Ho deciso di raccontare la mia esperienza con DAZN, non per una polemica personale, ma perché credo che rifletta un problema più ampio di trasparenza e tutela dei consumatori.
Mesi fa ho effettuato la disdetta del mio abbonamento. Tutto sembrava regolare, comunicazioni chiuse, pagamento interrotto. Poi, qualche settimana fa, scopro con sorpresa che l’abbonamento risultava ancora attivo. Effettuo nuovamente la disdetta, ma questa volta arriva un messaggio ancor più sconcertante: secondo DAZN, avrei sottoscritto un abbonamento annuale proprio in questi giorni. Un abbonamento che non ho mai richiesto, né autorizzato.
È un’esperienza che lascia l’amaro in bocca e la sensazione di trovarsi di fronte a meccanismi poco chiari, dove l’utente fatica a districarsi tra opzioni, clausole e comunicazioni opache. Disdire un servizio dovrebbe essere semplice almeno quanto attivarlo — invece, in troppi casi, non lo è.

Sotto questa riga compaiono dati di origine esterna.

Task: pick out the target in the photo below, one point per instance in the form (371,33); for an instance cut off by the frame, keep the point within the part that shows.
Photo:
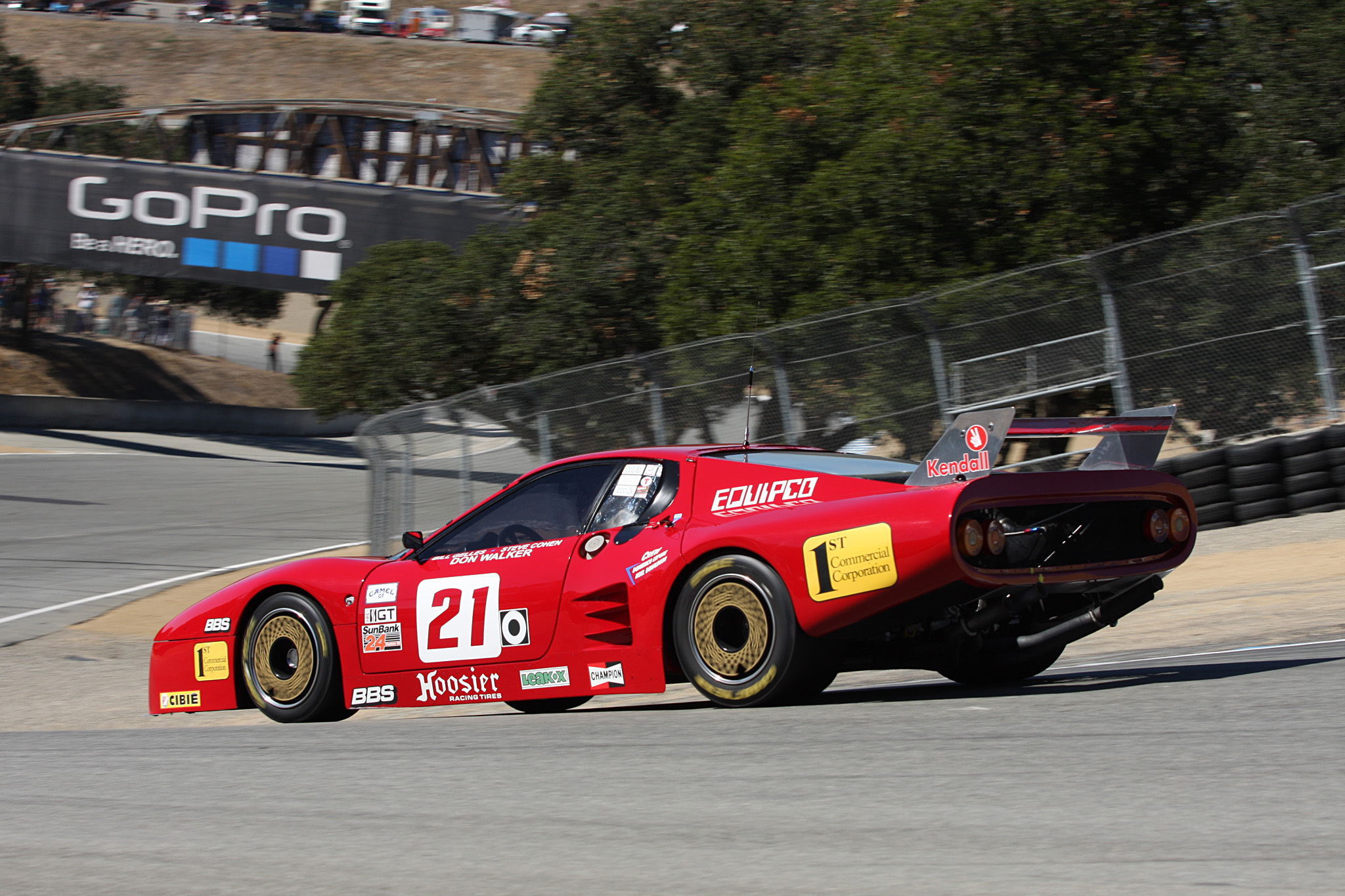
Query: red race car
(757,574)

Questo non riguarda solo DAZN: riguarda un intero settore di servizi digitali e piattaforme in abbonamento dove, troppo spesso, la trasparenza si ferma alla pagina d’ingresso. L’utente si ritrova vincolato da automatismi poco spiegati, da rinnovi difficili da annullare e da assistenze clienti che rispondono con tempi lunghi e procedure confuse.
Per questo credo che sia arrivato il momento che le autorità competenti, a partire da AGCOM e Antitrust, verifichino con attenzione le modalità di gestione degli abbonamenti, delle disdette e dei rinnovi. Non si tratta solo di correttezza commerciale: si tratta di fiducia.
La tecnologia dovrebbe semplificare la vita, non complicarla. E un servizio serio non ha paura della chiarezza.